Seorang tenaga pendidik perlu untuk mengetahui dan memahami tingkat pemahaman dari siswa yang diajar terhadap materi serta mengetahui sejauh mana siswa berusaha untuk mengkonstruksi pengetahuannya dalam menganalisis konsep tersebut. Hal ini dapat dilakukan dengan cara evaluasi hasil belajar siswa pada materi tersebut yang menekankan pada kemampuan berpikir tingkat tinggi. Evaluasi merupakan siklus untuk merancang, mendapatkan, dan memberikan informasi yang diharapkan dapat menyelesaikan beberapa pilihan dalam mengambil keputusan (Purwanto, 2012). Evaluasi ini menjadi bagian penting untuk menentukan tercapainya suatu proses belajar.
Berdasarkan Undang-Undang (UU) Nomor 20 Tahun 2003 Tentang Sistem Pendidikan Nasional (2003), penilaian siswa yang dilakukan oleh pendidik atau guru tentang Sistem Pendidikan Nasional bertujuan untuk memantau proses, kemajuan siswa dan peningkatan hasil belajar yang berkesinambungan. Dalam melaksanakan evaluasi belajar maka diperlukan instrumen asesmen atau instrumen penilaian. Pelaksanaan penilaian oleh pendidik memiliki acuan yang terdapat pada Permendikbud RI Nomor 23 Tahun 2016 Tentang Standar Penilaian Pendidikan (2016) tentang Standar Penilaian Pendidikan. Menurut Permendikbud RI Nomor 23 Tahun 2016 Tentang Standar Penilaian Pendidikan (2016), Standar Penilaian Pendidikan adalah kriteria mengenai lingkup, tujuan, manfaat, prinsip, mekanisme, prosedur, dan instrumen penilaian hasil belajar siswa yang digunakan sebagai dasar dalam penilaian hasil belajar siswa pada pendidikan dasar dan pendidikan menengah.
Asesmen atau penilaian adalah proses yang dilakukan dalam mengumpulkan dan mengolah informasi yang didapatkan dalam pengukuran pencapaian hasil belajar siswa.
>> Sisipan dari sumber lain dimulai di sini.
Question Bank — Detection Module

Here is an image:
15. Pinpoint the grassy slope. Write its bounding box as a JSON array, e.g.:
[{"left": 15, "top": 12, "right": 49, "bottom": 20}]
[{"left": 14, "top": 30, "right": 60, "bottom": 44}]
Penilaian hasil belajar siswa pada kurikulum 2013 meliputi aspek sikap (afektif), pengetahuan (kognitif), dan keterampilan (psikomotor). Pada kurikulum 2013, penilaian yang dilakukan guru diharapkan dapat membantu siswa dalam meningkatkan kemampuan siswa dalam hal berpikir, salah satunya adalah kemampuan berpikir tingkat tinggi. Asesmen Nasional Indonesia diarahkan menggunakan model penilaian yang dapat membuat siswa dalam berpikir yang tidak hanya mengingat, menyatakan kembali, atau merujuk tanpa pemrosesan informasi (Gradini, 2019). Menurut Widodo & Kadarwati (2013) kemampuan berpikir tingkat tinggi akan dapat membedakan idea ataupun gagasan yang diuraikan secara jelas, dapat mengkonstruksi uraian, dapat berargumen dengan baik, dapat berhipotesis, dapat memecahkan permasalahan, dan dapat memahami hal- hal yang lebih kompleks. Berpikir tingkat tinggi terjadi apabila siswa dapat menganalisis serta mengkreasikan pengetahuan yang mereka dapatkan untuk menghasilkan pengetahuan yang baru. HOTS memiliki level kognitif C4 (analisis), C5 (evaluasi), dan C6 (cipta/kreasi).
Menurut Schleicher (2019) dalam Agustina et al. (2021) hasil survei Trends International Mathematics and Science Study (TIMSS) dan Programme Internationale for Student Assessment (PISA) 2018 menunjukkan kemampuan ilmiah siswa Indonesia berada di peringkat 71 dari 79 negara. Hasil ini menunjukkan bahwa siswa di Indonesia memiliki HOTS yang masih rendah. Hal ini dapat disebabkan kurang terlatihnya siswa dalam menyelesaikan tes atau soal-soal yang sifatnya menuntut analisis, evaluasi, dan kreativitas (Kurniati et al., 2016). Menurut Wagner (2010) dalam Hidayah et al., (2017) mengidentifikasi kompetensi serta kemampuan bertahan hidup yang dibutuhkan oleh siswa dalam menghadapi kehidupan, dunia kerja, serta kewarganegaraan di abad ke-21 ditekankan pada 7 keahlian, yakni: (1) kemampuan berpikir kritis serta pemecahan permasalahan, (2) ketangkasan serta kemampuan menyesuaikan diri, (3) kerja sama serta kepemimpinan, (4) dapat berbicara efisien baik secara oral maupun tertulis, (5) inisiatif serta berjiwa entrepreneur, (6) mempunyai rasa ingin tahu serta imajinasi, (7) dapat mengakses serta menganalisis data.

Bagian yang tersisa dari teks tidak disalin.